Sen. Margie Bright Matthews, D-Colleton, said the bill would be an attack on doctors, criminalizing them for giving care. Under the bill, those who perform or induce an abortion could face the same penalty as murder charges.
“Its like a tar-and-feather of doctors,” Colleton said.
Two Republican committee members acknowledged the bill needed more work, specifically to address concerns about how it would affect certain fertility treatments and children who were the victim of rape or incest.
Cash pushed for his bill to pass this session ahead of when the court is expected to give a decision in the Mississippi case, which likely will happen over the summer.
The bill was advanced to the full Medical Affairs Committee with a vote of 3-2 down party lines.
Another ‘fetal heartbeat’ bill filed
The piece of legislation was considered alongside another filed by Sen. Larry Grooms, R-Berkeley — the author of a strict “fetal heartbeat” abortion ban bill passed by the Legislature last year — that would require doctors to give patients getting the abortion pill a paper explaining that the effects could be reversed if the patient changes her mind after taking the first pill.

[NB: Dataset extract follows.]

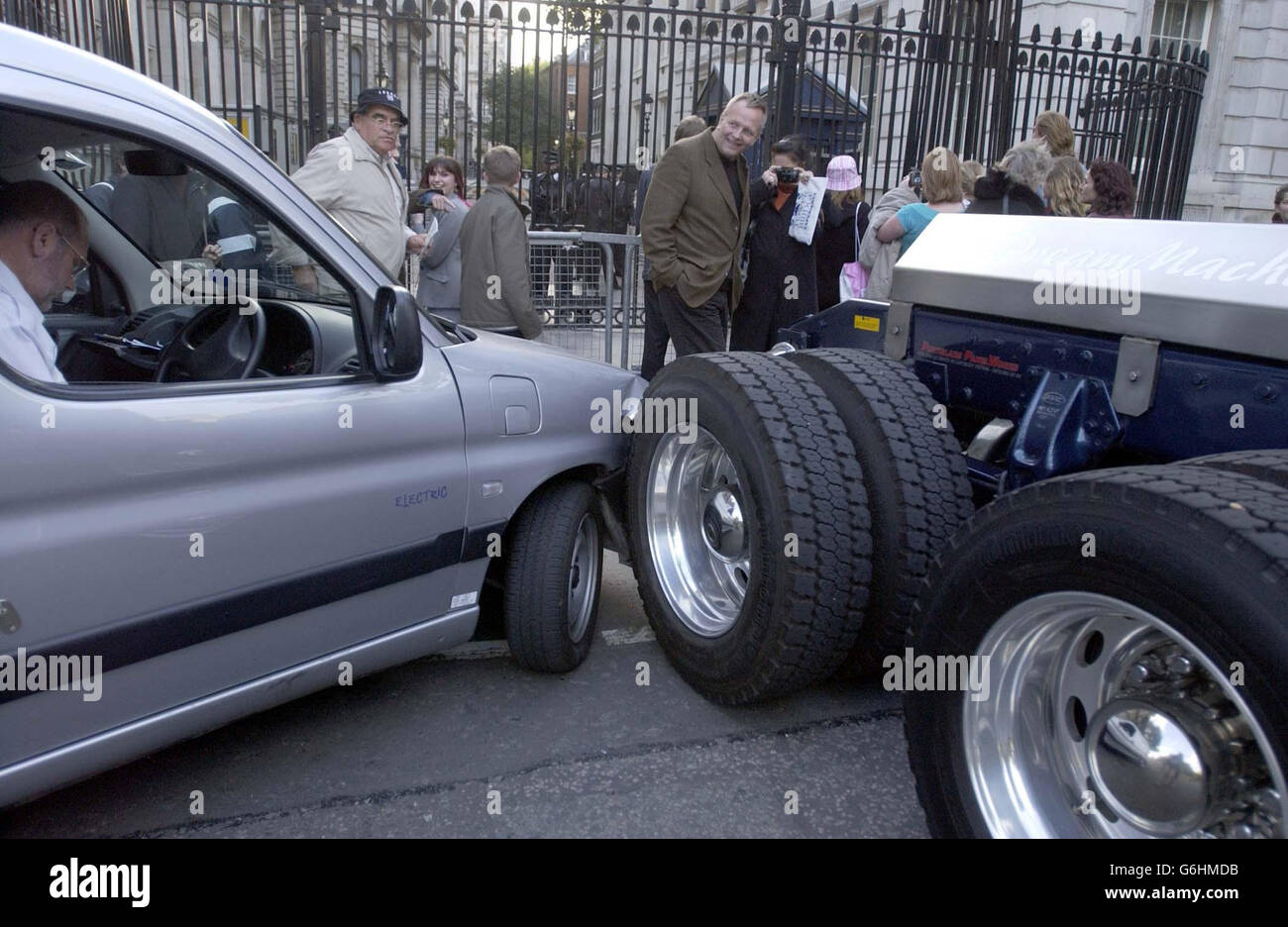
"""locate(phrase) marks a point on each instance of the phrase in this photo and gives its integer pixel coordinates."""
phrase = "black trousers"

“We feel like this is a bill that we’ve needed for a long time,” Rep. John McCravy, R-Greenwood, testified. “It’s a bill that’s catching up with a practice that’s going on and certainly, it’s important for these girls to get information on what’s going on.”
Multiple OBGYN doctors testified against the bill Wednesday morning, saying there is no medically recognized proof that the abortion pills could be reversed. They said the bill would force them to give potentially false information not backed by studies to patients.
According to the American College of Obstetricians and Gynecologists (ACOG), claims that chemical abortions can be reversed are “not based on science and do not meet clinical standards. The American College of Obstetricians and Gynecologists ranks its recommendations on the strength of the evidence, and does not support prescribing progesterone to stop a medical abortion.”
“S907 forces me to lie, to say something that is untrue and potentially dangerous,” Dr. Carol Alan testified.
Lawmakers voted to advance the bill to the full Medical Affairs Committee.
The bills mark the latest efforts to restrict abortions in South Carolina.
Last year, the Legislature passed a strict “fetal heartbeat” abortion ban bill that would have stopped most abortions after a fetal heartbeat could be detected via ultrasound. Soon after the bill was signed into law by S.C. Gov. Henry McMaster, a judge blocked it from going into effect. The bill has remained blocked since.